I’m so thrilled to finally share it with the world! The Ellis Marsalis Center for Music is a performance, education and recording venue located in Musician’s Village in the 9th Ward of New Orleans. It’s an absolutely gorgeous venue and the people who operate it are rooted in the community and care deeply about nurturing homegrown talent. I always knew I wanted to create something in that building, and when “Good Thing” was complete, it was sort of a no-brainer where we’d shoot.
The space lent itself so perfectly to the intimate nature and mood of the song. Jared LaReau, the director, heard me give an artist talk and volunteered to shoot “Good Thing.” I was pretty blown away by the lighting techniques and all the different angles he and co-producer Jazz Franklin were able to capture. They really did a superb job. There was so much love on set. Both of my sisters were there helping to make sure I had everything I needed. Everyone was happy to be part of the moment. As for myself, I think I delivered a convincing performance. There are several intricate guitar parts that I nailed haha.
4) What inspired you to write “Good Thing,” and what emotion does performing the song bring out in you?
The desire to connect to something deeper and a little more challenging inspired me to write “Good Thing.” I realized that my songs were either about the beginning or the end of a relationship. There was no in between, and no “in the thick of it” long haul feeling. That realization made me curious. It made me think, what am I afraid of? Am I afraid of the long haul? Am I afraid of conflict? At the time, those things were true, and I knew I wasn’t alone in that feeling.
“Good Thing” is my middle of the relationship song. The part of the relationship that takes real work – trust – vulnerability and patience. I wanted to dig deep into some of those unsure and uncomfortable feelings that arise in any relationship. I feel like I learn something new every time I get to perform it and it’s heartwarming to see people relate to the message so much. It has been a fan favorite for a while now, and I’m really excited for people to experience the work we put into making it a solid studio product.
Many thanks to David Villalta who recorded, mixed and mastered the track– and to heavy hitters like Lilli Lewis who jumped on the bgvs and piano, Wade Hymel (drums, bass, percussion) and Rick Nelson (strings). They all enhanced this track and helped make it what it is.
5) Could you describe your musical chemistry with Allison Russell and what she and her artwork mean to you?
There’s an ease when I get to make music with Allison. It doesn’t matter the size of the stage or venue. I always feel her trust whenever we play together. She’s got a natural flow that I really love, and that allows each performance to have its own identity.
When we were on stage at the Grammys performing “Nightflyer,” I thought to myself how easy it felt and how much fun we were having at that moment. The ease comes from the respect we have for each other, and the priority we put in listening to each other. Not only that, she also lifts up everyone around her and sets the example for what a real community looks like.

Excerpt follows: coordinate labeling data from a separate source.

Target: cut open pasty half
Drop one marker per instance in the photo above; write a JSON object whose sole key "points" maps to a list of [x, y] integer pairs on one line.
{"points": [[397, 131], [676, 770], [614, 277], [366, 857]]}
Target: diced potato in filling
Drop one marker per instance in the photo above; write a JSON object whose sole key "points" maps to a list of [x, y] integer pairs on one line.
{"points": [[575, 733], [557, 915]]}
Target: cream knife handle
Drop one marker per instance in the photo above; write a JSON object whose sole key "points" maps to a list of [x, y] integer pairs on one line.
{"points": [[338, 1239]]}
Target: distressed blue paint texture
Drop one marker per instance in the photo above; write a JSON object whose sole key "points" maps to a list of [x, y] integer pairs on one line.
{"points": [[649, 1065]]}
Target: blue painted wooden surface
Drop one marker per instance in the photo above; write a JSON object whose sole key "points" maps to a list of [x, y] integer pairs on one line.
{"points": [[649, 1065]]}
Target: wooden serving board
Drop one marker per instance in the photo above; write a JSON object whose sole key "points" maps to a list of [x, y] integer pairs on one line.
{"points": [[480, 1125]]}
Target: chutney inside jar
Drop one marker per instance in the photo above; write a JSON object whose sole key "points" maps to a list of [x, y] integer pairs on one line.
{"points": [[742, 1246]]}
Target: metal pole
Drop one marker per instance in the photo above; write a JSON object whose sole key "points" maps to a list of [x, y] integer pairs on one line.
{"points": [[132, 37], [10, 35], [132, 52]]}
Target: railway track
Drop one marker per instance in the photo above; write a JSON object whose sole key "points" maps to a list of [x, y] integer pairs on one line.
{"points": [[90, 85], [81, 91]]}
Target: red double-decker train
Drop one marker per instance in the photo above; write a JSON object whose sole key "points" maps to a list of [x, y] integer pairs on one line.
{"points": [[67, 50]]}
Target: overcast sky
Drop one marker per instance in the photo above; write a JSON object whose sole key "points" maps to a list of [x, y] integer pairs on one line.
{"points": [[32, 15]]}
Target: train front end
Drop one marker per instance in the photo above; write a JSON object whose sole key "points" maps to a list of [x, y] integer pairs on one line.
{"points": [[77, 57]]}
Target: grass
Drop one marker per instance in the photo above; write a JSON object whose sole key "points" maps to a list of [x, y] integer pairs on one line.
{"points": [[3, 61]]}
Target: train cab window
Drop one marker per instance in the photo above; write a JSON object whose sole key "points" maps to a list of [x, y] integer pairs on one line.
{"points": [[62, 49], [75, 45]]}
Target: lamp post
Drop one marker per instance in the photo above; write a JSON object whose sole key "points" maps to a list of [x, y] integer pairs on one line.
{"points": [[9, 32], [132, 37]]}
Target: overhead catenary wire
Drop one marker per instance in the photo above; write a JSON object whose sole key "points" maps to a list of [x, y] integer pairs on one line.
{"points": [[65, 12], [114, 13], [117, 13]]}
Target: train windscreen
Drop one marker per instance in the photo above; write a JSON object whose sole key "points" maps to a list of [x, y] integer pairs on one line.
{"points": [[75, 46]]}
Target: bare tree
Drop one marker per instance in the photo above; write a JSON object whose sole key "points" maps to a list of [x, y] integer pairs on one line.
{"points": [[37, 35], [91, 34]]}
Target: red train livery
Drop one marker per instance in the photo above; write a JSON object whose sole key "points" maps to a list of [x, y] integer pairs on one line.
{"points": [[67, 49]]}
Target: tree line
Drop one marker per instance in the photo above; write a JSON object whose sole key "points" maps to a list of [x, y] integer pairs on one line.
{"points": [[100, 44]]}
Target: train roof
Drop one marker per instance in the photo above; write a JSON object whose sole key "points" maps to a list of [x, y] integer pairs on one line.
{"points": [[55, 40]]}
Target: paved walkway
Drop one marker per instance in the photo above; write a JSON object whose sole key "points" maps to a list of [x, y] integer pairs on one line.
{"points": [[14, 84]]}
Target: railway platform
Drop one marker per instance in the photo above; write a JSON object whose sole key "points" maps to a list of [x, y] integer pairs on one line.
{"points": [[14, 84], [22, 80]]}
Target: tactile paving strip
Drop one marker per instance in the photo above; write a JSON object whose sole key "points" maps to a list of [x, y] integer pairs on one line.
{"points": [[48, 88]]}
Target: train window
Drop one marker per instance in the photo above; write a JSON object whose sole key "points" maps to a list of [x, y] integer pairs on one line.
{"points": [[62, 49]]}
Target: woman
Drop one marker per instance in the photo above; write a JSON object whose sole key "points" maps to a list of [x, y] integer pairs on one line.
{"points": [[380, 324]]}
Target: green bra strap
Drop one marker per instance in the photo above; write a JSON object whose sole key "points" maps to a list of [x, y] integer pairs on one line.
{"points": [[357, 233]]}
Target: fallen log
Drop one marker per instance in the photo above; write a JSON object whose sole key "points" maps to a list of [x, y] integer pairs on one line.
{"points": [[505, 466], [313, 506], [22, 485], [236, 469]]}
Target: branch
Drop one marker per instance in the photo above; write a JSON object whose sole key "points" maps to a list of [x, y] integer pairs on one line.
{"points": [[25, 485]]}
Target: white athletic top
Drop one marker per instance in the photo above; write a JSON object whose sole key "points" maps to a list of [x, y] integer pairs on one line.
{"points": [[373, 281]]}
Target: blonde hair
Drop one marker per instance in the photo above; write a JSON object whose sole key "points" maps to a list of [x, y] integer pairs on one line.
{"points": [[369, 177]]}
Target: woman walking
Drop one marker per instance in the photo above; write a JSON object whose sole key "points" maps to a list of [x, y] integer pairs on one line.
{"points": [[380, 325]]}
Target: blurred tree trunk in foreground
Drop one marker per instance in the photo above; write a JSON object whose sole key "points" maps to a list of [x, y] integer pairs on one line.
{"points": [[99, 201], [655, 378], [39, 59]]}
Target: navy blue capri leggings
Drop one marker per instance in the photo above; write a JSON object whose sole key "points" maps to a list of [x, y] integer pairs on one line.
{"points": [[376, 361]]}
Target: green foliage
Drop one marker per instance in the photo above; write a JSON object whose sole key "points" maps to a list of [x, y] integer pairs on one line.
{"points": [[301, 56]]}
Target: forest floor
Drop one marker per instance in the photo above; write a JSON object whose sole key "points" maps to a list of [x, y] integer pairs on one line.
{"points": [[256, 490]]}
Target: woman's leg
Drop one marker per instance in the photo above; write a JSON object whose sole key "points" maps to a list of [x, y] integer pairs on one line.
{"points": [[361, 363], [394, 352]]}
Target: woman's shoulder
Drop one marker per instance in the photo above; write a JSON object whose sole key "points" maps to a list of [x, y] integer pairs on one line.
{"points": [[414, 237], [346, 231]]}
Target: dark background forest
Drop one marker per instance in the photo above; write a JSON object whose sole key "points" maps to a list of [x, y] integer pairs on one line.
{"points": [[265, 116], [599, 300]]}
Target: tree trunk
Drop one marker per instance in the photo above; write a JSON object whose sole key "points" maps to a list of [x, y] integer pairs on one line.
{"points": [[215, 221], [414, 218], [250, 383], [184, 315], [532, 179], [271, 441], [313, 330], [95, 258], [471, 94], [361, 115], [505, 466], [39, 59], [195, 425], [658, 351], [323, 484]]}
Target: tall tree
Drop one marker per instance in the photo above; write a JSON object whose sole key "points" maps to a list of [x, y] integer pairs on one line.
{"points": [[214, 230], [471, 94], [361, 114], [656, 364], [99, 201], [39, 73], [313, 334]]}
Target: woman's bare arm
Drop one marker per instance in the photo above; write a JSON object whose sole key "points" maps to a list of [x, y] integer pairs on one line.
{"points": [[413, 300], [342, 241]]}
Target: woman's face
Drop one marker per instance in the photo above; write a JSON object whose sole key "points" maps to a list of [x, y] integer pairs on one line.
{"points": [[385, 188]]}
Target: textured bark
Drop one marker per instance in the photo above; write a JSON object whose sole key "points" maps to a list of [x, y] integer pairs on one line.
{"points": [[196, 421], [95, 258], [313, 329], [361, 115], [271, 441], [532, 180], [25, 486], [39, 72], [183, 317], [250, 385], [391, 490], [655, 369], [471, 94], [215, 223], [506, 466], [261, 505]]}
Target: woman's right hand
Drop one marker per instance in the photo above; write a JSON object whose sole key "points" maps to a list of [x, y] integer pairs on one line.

Her artistry has had a deep impact on me over the past several months. Hearing her tell her story of abuse and trauma, while also weaving stories and moments of unbridled joy is such an inspiring thing to witness. And seeing a queer woman who looks like me do it? It fills me with such pride and hope to see the doors she’s kicking open for our community. I am really proud to know her, to work with her, and to see her shine so brightly.
Bonus: Are there any causes or organizations close to your heart that you want to encourage readers to get involved with?
I’d like to highlight Women With A Vision – a New Orleans-based non-profit that does very important work to improve the lives of marginalized women in the community. This organization has been putting in the work for years, and with recent court rulings, right now is a great time to support.